Platon: identification and characterization of bacterial plasmid contigs in short-read draft assemblies exploiting protein sequence-based replicon distribution scores

Abstract

Plasmids are extrachromosomal genetic elements that replicate independently of the chromosome and play a vital role in the environmental adaptation of bacteria. Due to potential mobilization or conjugation capabilities, plasmids are important genetic vehicles for antimicrobial resistance genes and virulence factors with huge and increasing clinical implications. They are therefore subject to large genomic studies within the scientific community worldwide. As a result of rapidly improving next-generation sequencing methods, the quantity of sequenced bacterial genomes is constantly increasing, in turn raising the need for specialized tools to (i) extract plasmid sequences from draft assemblies, (ii) derive their origin and distribution, and (iii) further investigate their genetic repertoire. Recently, several bioinformatic methods and tools have emerged to tackle this issue; however, a combination of high sensitivity and specificity in plasmid sequence identification is rarely achieved in a taxon-independent manner. In addition, many software tools are not appropriate for large high-throughput analyses or cannot be included in existing software pipelines due to their technical design or software implementation. In this study, we investigated differences in the replicon distributions of protein-coding genes on a large scale as a new approach to distinguish plasmid-borne from chromosome-borne contigs. We defined and computed statistical discrimination thresholds for a new metric: the replicon distribution score (RDS), which achieved an accuracy of 96.6 %. The final performance was further improved by the combination of the RDS metric with heuristics exploiting several plasmid-specific higher-level contig characterizations. We implemented this workflow in a new high-throughput taxon-independent bioinformatics software tool called Platon for the recruitment and characterization of plasmid-borne contigs from short-read draft assemblies. Compared to PlasFlow, Platon achieved a higher accuracy (97.5 %) and more balanced predictions (F1=82.6 %) tested on a broad range of bacterial taxa and better or equal performance against the targeted tools PlasmidFinder and PlaScope on sequenced Escherichia coli isolates. Platon is available at: http://platon.computational.bio/.

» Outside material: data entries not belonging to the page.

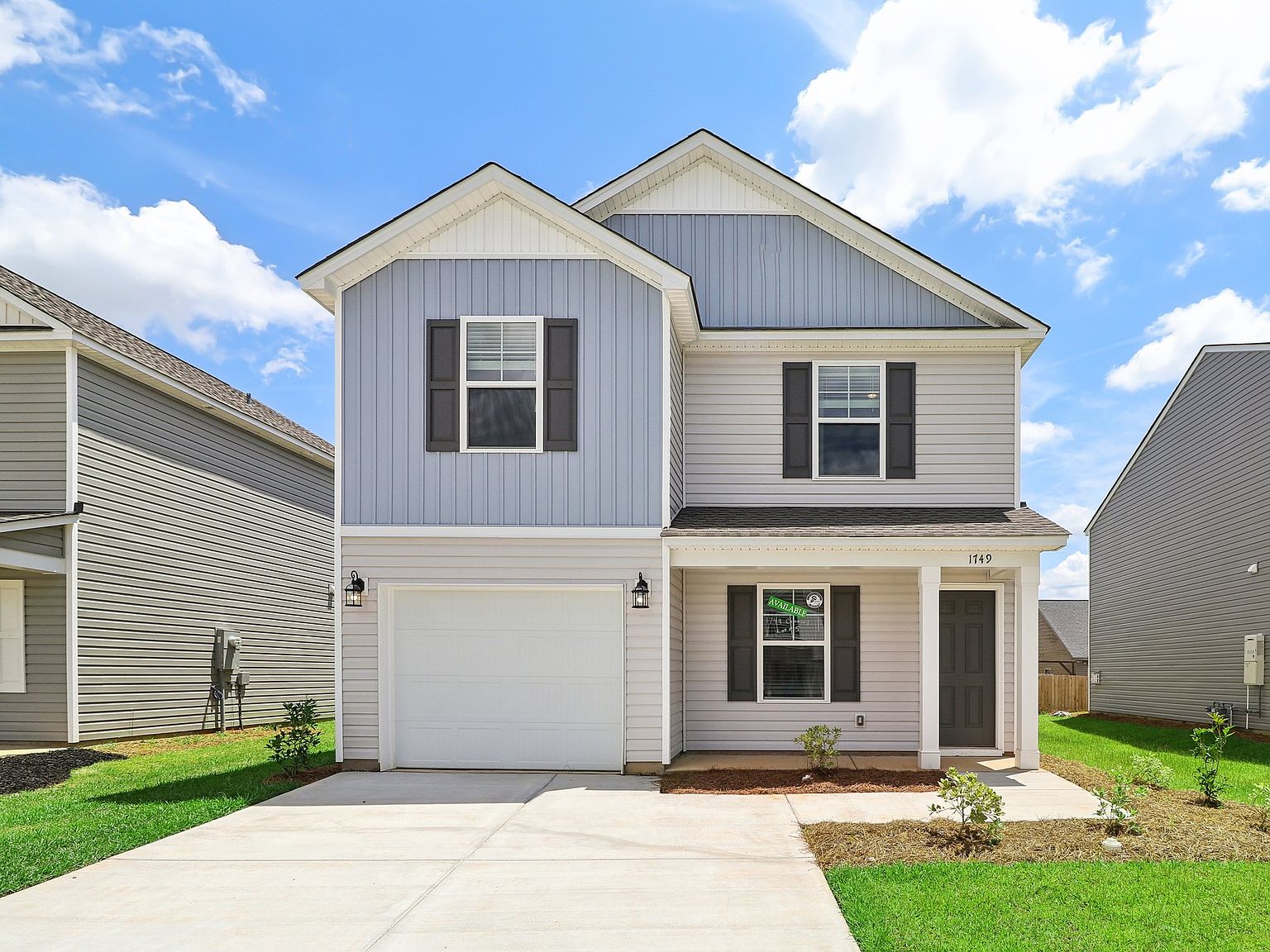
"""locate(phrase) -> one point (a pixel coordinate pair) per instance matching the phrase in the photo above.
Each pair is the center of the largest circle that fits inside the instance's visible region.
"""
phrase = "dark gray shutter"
(742, 642)
(900, 421)
(845, 642)
(796, 407)
(442, 410)
(561, 385)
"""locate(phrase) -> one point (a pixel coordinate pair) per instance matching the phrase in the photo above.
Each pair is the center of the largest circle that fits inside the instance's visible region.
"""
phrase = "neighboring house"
(1064, 636)
(800, 433)
(142, 506)
(1180, 551)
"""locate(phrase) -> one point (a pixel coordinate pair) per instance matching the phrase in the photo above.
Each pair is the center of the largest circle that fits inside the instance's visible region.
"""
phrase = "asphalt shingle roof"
(121, 341)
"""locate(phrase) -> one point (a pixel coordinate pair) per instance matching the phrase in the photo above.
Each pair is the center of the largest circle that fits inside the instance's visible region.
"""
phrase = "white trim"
(580, 532)
(385, 640)
(465, 385)
(826, 589)
(831, 421)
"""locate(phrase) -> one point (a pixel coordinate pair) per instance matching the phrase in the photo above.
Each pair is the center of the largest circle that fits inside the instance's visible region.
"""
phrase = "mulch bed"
(36, 771)
(840, 781)
(1175, 826)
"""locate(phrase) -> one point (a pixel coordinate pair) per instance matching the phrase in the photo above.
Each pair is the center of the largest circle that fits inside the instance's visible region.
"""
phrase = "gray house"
(1180, 552)
(690, 464)
(142, 506)
(1064, 636)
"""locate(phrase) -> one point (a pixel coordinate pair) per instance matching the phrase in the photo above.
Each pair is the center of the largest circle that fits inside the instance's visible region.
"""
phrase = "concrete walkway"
(455, 861)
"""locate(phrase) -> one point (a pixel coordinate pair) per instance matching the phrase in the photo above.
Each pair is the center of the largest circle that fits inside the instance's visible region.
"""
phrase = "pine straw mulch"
(838, 781)
(1175, 826)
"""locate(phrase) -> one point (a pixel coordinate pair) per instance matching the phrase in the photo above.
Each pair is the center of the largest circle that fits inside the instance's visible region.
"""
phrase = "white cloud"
(988, 102)
(1068, 579)
(1222, 319)
(1246, 187)
(1034, 436)
(41, 32)
(1191, 257)
(163, 267)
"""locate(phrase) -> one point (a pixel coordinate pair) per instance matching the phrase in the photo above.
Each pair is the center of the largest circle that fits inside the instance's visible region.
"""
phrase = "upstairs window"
(848, 414)
(502, 383)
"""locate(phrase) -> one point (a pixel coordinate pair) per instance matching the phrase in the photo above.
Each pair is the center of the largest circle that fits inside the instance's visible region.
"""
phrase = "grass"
(1042, 907)
(117, 805)
(1109, 745)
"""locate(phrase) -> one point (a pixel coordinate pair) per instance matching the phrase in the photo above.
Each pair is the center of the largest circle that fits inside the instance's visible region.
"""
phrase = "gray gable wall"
(780, 270)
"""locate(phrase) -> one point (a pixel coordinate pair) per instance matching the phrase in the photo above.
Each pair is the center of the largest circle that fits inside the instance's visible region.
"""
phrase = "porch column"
(1026, 651)
(929, 667)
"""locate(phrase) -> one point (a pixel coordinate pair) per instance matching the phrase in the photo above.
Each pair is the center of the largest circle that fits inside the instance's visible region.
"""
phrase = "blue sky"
(170, 165)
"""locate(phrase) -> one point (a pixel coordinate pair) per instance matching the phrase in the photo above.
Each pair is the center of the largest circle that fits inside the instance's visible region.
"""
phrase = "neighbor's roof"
(1070, 618)
(142, 352)
(862, 522)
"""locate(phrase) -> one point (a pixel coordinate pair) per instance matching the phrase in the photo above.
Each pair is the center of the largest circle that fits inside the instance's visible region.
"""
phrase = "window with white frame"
(502, 381)
(793, 642)
(848, 412)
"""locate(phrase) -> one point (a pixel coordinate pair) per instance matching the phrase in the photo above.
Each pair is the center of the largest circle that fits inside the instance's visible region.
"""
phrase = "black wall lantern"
(639, 594)
(353, 592)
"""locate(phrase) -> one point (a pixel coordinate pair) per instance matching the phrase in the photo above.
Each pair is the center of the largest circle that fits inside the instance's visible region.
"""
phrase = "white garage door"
(511, 678)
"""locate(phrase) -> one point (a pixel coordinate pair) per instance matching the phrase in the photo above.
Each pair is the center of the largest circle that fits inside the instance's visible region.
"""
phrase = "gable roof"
(1070, 618)
(118, 341)
(556, 229)
(776, 188)
(1163, 412)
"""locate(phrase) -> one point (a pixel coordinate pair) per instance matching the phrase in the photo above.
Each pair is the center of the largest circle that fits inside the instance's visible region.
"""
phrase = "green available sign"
(780, 604)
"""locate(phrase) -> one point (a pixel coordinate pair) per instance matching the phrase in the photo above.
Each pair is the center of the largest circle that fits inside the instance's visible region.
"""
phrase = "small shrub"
(1210, 746)
(1149, 771)
(821, 745)
(1115, 805)
(976, 807)
(295, 740)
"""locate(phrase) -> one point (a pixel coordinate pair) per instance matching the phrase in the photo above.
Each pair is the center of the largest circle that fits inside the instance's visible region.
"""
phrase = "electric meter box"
(1255, 659)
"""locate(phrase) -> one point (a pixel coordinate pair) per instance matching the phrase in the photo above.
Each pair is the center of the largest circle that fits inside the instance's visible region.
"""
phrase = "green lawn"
(116, 805)
(1056, 907)
(1110, 745)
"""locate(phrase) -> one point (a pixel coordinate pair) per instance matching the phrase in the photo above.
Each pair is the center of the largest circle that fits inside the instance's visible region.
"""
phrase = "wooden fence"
(1063, 692)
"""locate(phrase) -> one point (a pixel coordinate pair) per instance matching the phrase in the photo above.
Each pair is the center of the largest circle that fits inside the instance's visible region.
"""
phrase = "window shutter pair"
(900, 423)
(443, 364)
(843, 644)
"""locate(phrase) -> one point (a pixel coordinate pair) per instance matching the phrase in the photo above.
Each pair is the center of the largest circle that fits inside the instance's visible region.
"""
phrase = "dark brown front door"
(968, 669)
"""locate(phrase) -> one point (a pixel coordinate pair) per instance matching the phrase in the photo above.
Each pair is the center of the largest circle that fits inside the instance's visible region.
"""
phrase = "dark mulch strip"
(35, 771)
(841, 781)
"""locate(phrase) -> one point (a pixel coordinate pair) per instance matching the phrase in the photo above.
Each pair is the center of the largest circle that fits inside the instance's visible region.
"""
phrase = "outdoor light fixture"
(353, 592)
(639, 594)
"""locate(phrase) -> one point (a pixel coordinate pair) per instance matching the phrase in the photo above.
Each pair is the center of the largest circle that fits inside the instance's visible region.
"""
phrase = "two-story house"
(703, 388)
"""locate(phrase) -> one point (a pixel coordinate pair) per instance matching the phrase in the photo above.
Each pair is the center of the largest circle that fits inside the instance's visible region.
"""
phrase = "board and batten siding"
(33, 431)
(504, 561)
(1170, 593)
(780, 270)
(192, 525)
(966, 432)
(615, 475)
(40, 714)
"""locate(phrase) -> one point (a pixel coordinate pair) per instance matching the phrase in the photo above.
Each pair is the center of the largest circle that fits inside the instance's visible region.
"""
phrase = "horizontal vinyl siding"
(432, 561)
(1170, 594)
(615, 475)
(189, 526)
(33, 431)
(780, 270)
(966, 433)
(40, 715)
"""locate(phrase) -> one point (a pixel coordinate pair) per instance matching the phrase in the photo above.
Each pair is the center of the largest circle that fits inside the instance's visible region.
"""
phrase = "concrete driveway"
(454, 861)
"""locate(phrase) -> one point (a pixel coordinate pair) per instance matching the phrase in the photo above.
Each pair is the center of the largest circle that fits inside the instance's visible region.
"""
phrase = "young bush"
(974, 805)
(821, 745)
(1149, 771)
(295, 740)
(1210, 746)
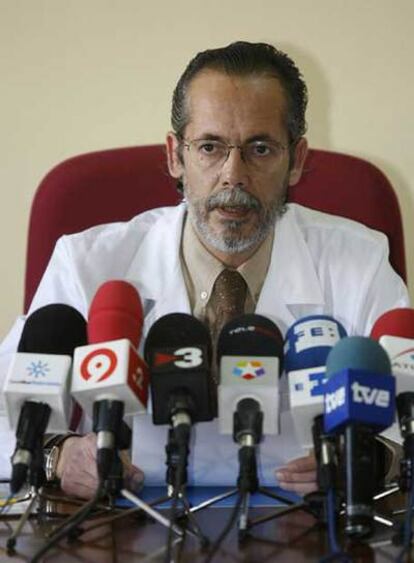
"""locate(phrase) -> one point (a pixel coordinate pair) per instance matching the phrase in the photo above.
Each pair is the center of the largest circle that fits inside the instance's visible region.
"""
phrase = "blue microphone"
(359, 402)
(307, 345)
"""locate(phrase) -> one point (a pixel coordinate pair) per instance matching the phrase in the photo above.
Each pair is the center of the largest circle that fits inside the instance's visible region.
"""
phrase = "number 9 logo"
(98, 365)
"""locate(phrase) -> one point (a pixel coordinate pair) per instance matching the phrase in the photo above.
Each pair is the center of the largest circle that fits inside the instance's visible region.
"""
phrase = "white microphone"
(36, 386)
(307, 345)
(249, 353)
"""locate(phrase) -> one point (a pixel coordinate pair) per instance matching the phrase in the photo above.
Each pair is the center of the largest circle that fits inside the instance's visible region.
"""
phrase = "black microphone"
(37, 385)
(178, 352)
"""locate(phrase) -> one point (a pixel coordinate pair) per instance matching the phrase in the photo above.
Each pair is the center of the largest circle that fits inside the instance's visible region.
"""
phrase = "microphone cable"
(408, 534)
(226, 530)
(70, 525)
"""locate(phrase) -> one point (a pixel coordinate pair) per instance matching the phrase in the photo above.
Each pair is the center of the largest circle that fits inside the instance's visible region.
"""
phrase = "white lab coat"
(320, 264)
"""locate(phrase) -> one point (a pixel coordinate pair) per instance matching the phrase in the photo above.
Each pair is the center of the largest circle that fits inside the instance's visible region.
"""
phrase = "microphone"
(110, 379)
(36, 387)
(307, 345)
(359, 402)
(249, 352)
(395, 332)
(178, 352)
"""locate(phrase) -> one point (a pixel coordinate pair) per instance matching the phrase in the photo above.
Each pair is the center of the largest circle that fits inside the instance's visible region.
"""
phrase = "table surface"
(294, 537)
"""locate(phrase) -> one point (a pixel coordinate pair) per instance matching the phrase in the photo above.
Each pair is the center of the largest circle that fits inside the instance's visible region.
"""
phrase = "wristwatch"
(51, 453)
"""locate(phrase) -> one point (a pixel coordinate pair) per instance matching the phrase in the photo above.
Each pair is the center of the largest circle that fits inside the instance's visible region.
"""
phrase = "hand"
(299, 475)
(77, 470)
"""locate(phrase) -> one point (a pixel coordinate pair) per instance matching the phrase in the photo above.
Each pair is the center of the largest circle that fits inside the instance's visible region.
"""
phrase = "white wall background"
(81, 75)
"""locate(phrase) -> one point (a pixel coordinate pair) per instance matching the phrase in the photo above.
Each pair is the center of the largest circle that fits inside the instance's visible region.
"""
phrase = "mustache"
(236, 197)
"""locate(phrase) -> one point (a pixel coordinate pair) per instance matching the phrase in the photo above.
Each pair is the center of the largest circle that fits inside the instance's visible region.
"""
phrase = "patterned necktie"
(229, 297)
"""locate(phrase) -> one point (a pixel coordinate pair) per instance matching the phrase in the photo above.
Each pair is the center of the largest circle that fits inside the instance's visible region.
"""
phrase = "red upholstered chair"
(117, 184)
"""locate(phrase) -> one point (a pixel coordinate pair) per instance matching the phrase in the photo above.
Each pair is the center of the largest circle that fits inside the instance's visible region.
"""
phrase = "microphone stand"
(31, 429)
(248, 432)
(116, 436)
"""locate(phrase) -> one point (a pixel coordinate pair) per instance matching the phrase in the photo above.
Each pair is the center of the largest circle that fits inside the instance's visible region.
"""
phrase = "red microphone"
(109, 366)
(109, 378)
(395, 332)
(115, 313)
(397, 323)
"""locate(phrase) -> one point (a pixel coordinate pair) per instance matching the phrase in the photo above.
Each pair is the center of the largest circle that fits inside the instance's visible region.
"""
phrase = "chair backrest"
(116, 184)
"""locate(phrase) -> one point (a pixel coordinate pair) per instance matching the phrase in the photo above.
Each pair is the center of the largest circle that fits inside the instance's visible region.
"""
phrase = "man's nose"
(235, 171)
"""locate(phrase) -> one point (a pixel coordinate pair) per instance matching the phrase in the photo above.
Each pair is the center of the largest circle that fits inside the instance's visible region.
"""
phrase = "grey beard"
(232, 241)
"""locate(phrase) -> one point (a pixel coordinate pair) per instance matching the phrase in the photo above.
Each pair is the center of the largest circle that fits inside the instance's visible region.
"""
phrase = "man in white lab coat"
(237, 144)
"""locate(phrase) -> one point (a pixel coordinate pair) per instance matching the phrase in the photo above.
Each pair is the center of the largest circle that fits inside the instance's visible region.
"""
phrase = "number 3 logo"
(191, 357)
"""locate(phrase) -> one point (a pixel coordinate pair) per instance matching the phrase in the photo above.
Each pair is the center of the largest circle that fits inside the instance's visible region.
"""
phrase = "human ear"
(299, 157)
(175, 164)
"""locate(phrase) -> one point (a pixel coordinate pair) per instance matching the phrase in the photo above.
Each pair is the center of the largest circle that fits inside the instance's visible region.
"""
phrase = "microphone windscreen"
(115, 313)
(309, 340)
(250, 335)
(53, 329)
(358, 353)
(175, 330)
(397, 322)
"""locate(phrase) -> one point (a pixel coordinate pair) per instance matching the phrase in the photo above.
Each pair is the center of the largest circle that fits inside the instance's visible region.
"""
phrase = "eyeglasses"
(209, 154)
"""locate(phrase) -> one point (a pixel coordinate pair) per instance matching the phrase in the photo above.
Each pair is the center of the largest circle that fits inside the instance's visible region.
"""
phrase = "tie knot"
(230, 291)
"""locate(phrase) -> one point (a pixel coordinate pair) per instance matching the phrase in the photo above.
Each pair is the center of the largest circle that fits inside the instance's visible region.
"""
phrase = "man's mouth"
(234, 211)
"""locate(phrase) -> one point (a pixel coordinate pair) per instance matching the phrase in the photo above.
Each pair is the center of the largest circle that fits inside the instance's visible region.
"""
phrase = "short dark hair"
(244, 59)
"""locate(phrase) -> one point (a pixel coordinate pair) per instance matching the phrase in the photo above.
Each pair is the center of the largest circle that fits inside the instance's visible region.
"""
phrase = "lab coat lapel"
(291, 289)
(160, 282)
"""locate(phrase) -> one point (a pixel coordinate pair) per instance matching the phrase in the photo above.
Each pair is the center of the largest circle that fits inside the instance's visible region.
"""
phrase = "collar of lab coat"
(291, 288)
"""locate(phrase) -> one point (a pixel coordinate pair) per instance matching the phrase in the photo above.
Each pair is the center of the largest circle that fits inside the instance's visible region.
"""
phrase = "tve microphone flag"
(36, 386)
(307, 345)
(359, 386)
(249, 353)
(110, 367)
(360, 402)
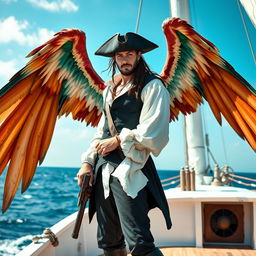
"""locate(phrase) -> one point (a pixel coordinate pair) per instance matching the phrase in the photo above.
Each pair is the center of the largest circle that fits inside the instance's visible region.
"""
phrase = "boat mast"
(195, 151)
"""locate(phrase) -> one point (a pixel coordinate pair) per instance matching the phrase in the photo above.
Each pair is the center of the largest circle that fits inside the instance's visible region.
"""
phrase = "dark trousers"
(122, 218)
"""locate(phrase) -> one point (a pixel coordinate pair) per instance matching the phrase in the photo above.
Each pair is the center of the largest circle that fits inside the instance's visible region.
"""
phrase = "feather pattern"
(58, 80)
(194, 70)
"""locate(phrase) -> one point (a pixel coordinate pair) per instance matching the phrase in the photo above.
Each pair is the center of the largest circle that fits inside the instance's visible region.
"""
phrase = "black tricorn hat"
(128, 42)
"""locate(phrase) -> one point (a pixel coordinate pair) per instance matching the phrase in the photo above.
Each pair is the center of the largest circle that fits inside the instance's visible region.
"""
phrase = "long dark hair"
(139, 75)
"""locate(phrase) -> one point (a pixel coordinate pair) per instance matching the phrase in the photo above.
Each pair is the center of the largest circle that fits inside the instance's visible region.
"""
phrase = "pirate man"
(135, 123)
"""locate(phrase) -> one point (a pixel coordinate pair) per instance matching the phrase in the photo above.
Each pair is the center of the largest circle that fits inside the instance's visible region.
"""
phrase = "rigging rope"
(138, 17)
(241, 177)
(170, 183)
(170, 178)
(243, 183)
(246, 31)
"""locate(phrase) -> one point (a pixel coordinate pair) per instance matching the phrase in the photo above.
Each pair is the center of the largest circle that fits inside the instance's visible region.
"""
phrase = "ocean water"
(51, 196)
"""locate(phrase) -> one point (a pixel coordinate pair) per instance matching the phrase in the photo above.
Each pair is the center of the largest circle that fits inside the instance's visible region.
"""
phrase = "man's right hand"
(85, 169)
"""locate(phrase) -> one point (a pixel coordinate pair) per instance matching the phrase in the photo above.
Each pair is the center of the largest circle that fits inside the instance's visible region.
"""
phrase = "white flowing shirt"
(150, 135)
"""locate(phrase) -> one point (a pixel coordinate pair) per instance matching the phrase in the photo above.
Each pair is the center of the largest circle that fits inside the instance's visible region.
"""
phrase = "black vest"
(125, 111)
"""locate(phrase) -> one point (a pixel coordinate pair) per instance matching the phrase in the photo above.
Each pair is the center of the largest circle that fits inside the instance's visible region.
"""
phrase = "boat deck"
(192, 251)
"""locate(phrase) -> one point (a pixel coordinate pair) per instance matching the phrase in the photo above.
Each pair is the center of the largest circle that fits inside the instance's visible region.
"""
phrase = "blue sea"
(51, 197)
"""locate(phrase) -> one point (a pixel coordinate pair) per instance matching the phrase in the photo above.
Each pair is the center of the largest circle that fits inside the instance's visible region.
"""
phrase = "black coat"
(125, 112)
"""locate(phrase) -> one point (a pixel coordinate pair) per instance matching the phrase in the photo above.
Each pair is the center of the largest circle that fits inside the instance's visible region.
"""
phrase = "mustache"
(126, 64)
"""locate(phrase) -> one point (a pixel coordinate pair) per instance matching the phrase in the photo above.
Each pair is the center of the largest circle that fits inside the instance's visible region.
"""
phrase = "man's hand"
(104, 147)
(86, 168)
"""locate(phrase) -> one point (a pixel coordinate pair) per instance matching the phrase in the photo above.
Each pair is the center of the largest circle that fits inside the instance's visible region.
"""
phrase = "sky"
(25, 24)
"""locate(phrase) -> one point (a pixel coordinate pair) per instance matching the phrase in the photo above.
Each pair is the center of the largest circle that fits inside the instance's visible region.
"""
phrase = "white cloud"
(14, 31)
(55, 6)
(7, 70)
(9, 1)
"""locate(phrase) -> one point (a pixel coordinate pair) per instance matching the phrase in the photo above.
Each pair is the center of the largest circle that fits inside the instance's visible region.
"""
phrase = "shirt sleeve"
(150, 135)
(89, 156)
(152, 132)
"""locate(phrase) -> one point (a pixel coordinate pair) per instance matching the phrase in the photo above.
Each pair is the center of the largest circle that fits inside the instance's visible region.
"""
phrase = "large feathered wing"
(58, 80)
(194, 70)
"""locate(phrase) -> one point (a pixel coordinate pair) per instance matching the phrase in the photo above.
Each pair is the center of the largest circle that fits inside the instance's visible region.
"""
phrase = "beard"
(128, 72)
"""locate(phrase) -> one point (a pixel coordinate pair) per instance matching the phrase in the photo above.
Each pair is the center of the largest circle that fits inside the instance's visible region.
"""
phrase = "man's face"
(127, 61)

Keywords: whole-genome sequencing; NGS; bacteria; plasmids.

Fig. 1.

Flowchart describing the workflow implemented in Platon. ORF, open reading frames; MPS, marker protein sequence; RDS, replicon distribution score; SNT, sensitivity threshold; SPT, specificity threshold; incomp. groups, incompatibility groups; CT, conservative threshold.

Fig. 2.

Replicon distribution and alignment hit frequencies of marker protein sequences. Shown here are summed plasmid and chromosome alignment hit frequencies per marker protein sequence plotted against plasmid/chromosome hit count ratios scaled to [−1, 1]; Hue: normalized replicon distribution score values (min=−100, max=100), hit count outliers below 10⁻⁴ and above 1 are discarded for the sake of readability.

Fig. 3.

Evaluation statistics for replicon distribution score thresholds. Sensitivity, specificity and accuracy values are plotted against replicon distribution score threshold ranges. (a) Overview threshold range [−50,10]. (b) Detailed threshold range [−1,1]. Sensitivity is in black, specificity is in brown and accuracy is in blue. Red vertical lines from left to right: sensitivity threshold (−7.7), conservative threshold (0.1) and specificity threshold (0.4).

Fig. 4.

Performance benchmark metrics on simulated short-read data. A performance benchmark was conducted on all complete bacterial genomes of the NCBI RefSeq database, assembling simulated short reads and subsequently realigning them onto original genomes. For scaling reasons and the sake of readability, true negatives were discarded. (a) Benchmark results calculated contig-wise. Horizontal red line, total number of true plasmid contigs. (b) Benchmark results calculated nucleotide-wise. Horizontal red line, total number of true plasmid DNA nucleotides.

Fig. 5.

Taxonomic distribution of recruited plasmid contigs. The taxonomic distribution of the recruited plasmid contigs for the simulated benchmark dataset is shown binned to the genus level. Taxa accounting for less than 2 % are grouped as ‘others’. (a) PlasFlow; (b) Platon.

Fig. 6.

Performance benchmark metrics on real short-read data. A performance benchmark was conducted on 21 E. coli genomes, for which both short-read draft assemblies and complete genomes via hybrid assemblies were available. For scaling reasons and the sake of readability, true negatives were discarded. (a) Benchmark results calculated contig-wise. Horizontal red line, total number of true plasmid contigs. (b) Benchmark results calculated nucleotide-wise. Horizontal red line, total number of true plasmid DNA nucleotides.